Berkin Elvan’ın, her şeye muktedir olduğunu sananların kabusu olan, gözlerindeki ışıltıda sembolleşen Gezi Direnişi, mücadeleyi büyütme kararlılığımızın gerekçesi, taşıdığımız kimliğin de temel unsurudur. HDK Gençlik Meclisi, Gezi Direnişi’yle yaratılan değerleri, toplumsal yaşamın her alanında, ilkelerini yaşamsallaştırıp, hedeflerine ulaşarak sahiplenecektir.
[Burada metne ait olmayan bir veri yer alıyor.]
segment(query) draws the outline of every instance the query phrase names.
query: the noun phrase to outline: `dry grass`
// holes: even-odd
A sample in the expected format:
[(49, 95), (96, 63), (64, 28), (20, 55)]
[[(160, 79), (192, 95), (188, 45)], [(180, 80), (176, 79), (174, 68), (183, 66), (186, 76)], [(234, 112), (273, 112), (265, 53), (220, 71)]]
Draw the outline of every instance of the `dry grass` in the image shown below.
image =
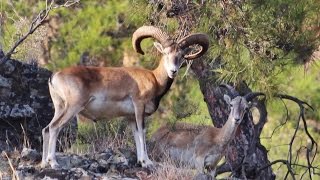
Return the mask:
[(11, 175), (12, 179), (13, 180), (19, 179), (19, 176), (17, 175), (16, 169), (13, 167), (13, 164), (12, 164), (11, 159), (9, 158), (8, 154), (6, 152), (4, 152), (4, 155), (8, 160), (8, 164), (10, 166), (10, 171), (12, 173), (12, 175)]
[(0, 180), (12, 179), (19, 180), (19, 174), (16, 167), (19, 163), (20, 152), (18, 150), (6, 152), (2, 151), (0, 155)]
[[(0, 13), (0, 25), (5, 27), (7, 23), (10, 24), (12, 22), (12, 26), (14, 27), (13, 30), (10, 29), (10, 32), (7, 32), (7, 37), (2, 39), (4, 41), (4, 49), (10, 49), (21, 37), (23, 37), (29, 31), (32, 21), (31, 18), (20, 15), (14, 5), (11, 5), (11, 8), (14, 13), (12, 13), (12, 16), (10, 17), (4, 18), (3, 16), (5, 15), (1, 16)], [(5, 11), (4, 14), (8, 14), (8, 12)], [(10, 26), (6, 27), (6, 29), (7, 28), (10, 28)], [(27, 62), (37, 61), (43, 54), (43, 41), (47, 37), (47, 32), (47, 26), (40, 26), (18, 46), (13, 54), (14, 58), (23, 59)]]
[[(31, 148), (29, 138), (26, 134), (24, 127), (21, 125), (22, 134), (23, 134), (23, 148)], [(10, 141), (7, 139), (7, 141)], [(19, 174), (17, 173), (17, 166), (19, 163), (20, 152), (17, 149), (13, 151), (2, 151), (0, 157), (0, 180), (3, 179), (12, 179), (12, 180), (19, 180)], [(2, 171), (4, 170), (4, 172)]]
[[(16, 35), (21, 37), (28, 31), (28, 27), (31, 22), (25, 17), (19, 17), (17, 21), (14, 22), (16, 29)], [(36, 61), (42, 55), (42, 43), (46, 37), (47, 27), (40, 26), (34, 34), (30, 35), (19, 47), (16, 58), (24, 59), (28, 62)]]
[(195, 170), (190, 169), (188, 166), (177, 166), (177, 164), (169, 158), (162, 159), (161, 161), (157, 170), (152, 174), (151, 179), (191, 180), (196, 173)]
[[(78, 139), (75, 144), (67, 151), (76, 154), (94, 154), (105, 149), (113, 150), (119, 148), (136, 151), (133, 136), (127, 122), (115, 120), (109, 122), (82, 122), (79, 125)], [(148, 154), (151, 159), (156, 157), (155, 152), (150, 151)], [(152, 174), (141, 172), (137, 174), (140, 179), (162, 180), (162, 179), (192, 179), (196, 171), (187, 165), (176, 164), (168, 156), (164, 155), (160, 162), (157, 163), (157, 170)]]
[[(24, 139), (24, 146), (30, 146), (26, 136)], [(113, 150), (123, 148), (133, 152), (136, 151), (131, 129), (127, 127), (125, 121), (80, 123), (78, 139), (71, 147), (63, 147), (63, 150), (64, 152), (69, 153), (94, 155), (95, 153), (102, 152), (108, 148)], [(15, 154), (20, 155), (18, 151), (16, 151)], [(153, 157), (156, 157), (155, 155), (155, 152), (149, 152), (151, 159), (154, 159)], [(12, 161), (15, 157), (10, 154), (3, 154), (3, 158), (7, 161), (8, 172), (4, 174), (0, 171), (0, 180), (3, 178), (5, 179), (8, 176), (11, 176), (13, 179), (19, 179), (14, 165), (15, 162)], [(157, 168), (153, 173), (147, 174), (145, 171), (139, 171), (136, 175), (139, 179), (144, 180), (191, 180), (196, 173), (196, 170), (187, 165), (175, 163), (167, 155), (163, 155), (159, 161), (160, 162), (156, 163)]]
Ali İsmail’lerin, Ethem’lerin, Medeni’lerin düşlerini Türkiye ve Kürdistan’da inşa edeceği meclislerle gerçekleştirecek hafızaya, bilince ve iradeye sahip olan meclisimiz, bu soylu ve görkemli direnişin şehitlerine bağlılığın gereğini kendini gerçekleştirerek yerine getirecektir.
HDK Gençlik Meclisi olarak, Gezi Direnişi’ni 7. yıldönümünde büyük bir mücadele azmi ve coşkusuyla kutluyor, bu direnişte şehit düşen yoldaşlarımızı saygı ve minnetle anıyoruz.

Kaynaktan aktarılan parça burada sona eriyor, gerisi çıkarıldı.